For medical applications, RP technologies were used because of the relatively low mechanical stresses presented and also because of the high aesthetic demands that were required. Current research is now focused towards Direct Laser Sintering of Titanium that would yield benefits in terms of material utilisation, optimised geometry and reduced lead-time. Another area of research developed from a collaborative partnership between CUT and Loughborough University in the United Kingdom concerned the application of customer interaction with 9 functional prototypes (CIFP). It saw the development of a new range of motion analysis accessories produced directly from Laser Sintering.
The use of RP technologies have increased the fidelity of physical models in terms of aesthetics, ergonomics and functionality. The results have facilitated greater customer participation during product development and allowed ideas to be tested to reduce the risk of failure in the market (Campbell et al, 2007).
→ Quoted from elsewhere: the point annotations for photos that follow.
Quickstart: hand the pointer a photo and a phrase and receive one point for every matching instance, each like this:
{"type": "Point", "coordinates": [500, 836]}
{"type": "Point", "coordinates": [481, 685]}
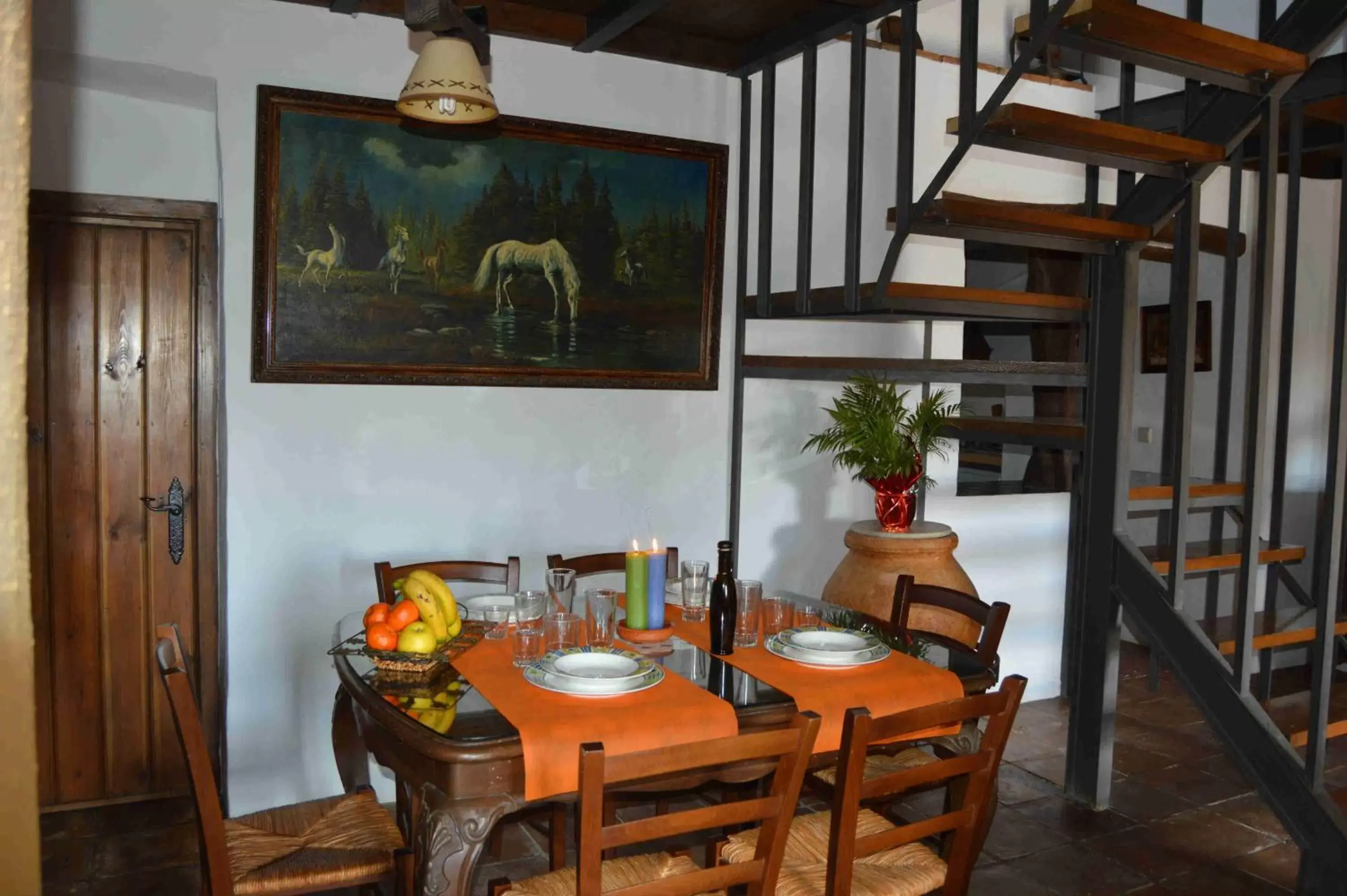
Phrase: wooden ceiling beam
{"type": "Point", "coordinates": [613, 19]}
{"type": "Point", "coordinates": [550, 26]}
Figure 2 3D Printed prosthetic
The increasing choice of materials available has positively influenced industry‟s acceptance of AM, According to Professor Dimitri Dimitrov, Head of the University of Stellenbosch’s Laboratory for Rapid Product Development (LRPD), the use of technologies such as 3D printing is cost-effective, versatile, fast and easy to operate (Dimitrov, 2006). In addition, its accuracy, strength, surface finish, build speed and cost, allow a good price to performance ratio. The findings are in-line with Haskins (2008) who also reported that digital technologies integrated with 3D printing enable a fast, affordable way to produce physical prototypes directly from CAD data.
Figure 3 Materials
South Africa‟s technology transfer strategy has been generally successful with more companies embracing RP/AM technology and buying machines. Indeed, the growth of RP purchases within industry is now well above that seen in academia (de Beer, 2008). Most of these have been 3D printers but some high end systems have also been purchased. At the same time, the growth in the use of digital tools such as CAD and RP software is evidenced by increased system sales, as seen by Materialise for their offerings. Further growth in the use of CAD could be expected if its use within South African schools become mainstream. This is one of the aims spearheaded by the DesigNation initiative launched in 2005 by the National Product Development Centre (NPDC) of the CSIR. However, the NPDC ceased to exist due to internal restructuring of the CSIR, and the initiative continued with only limited success until 2007.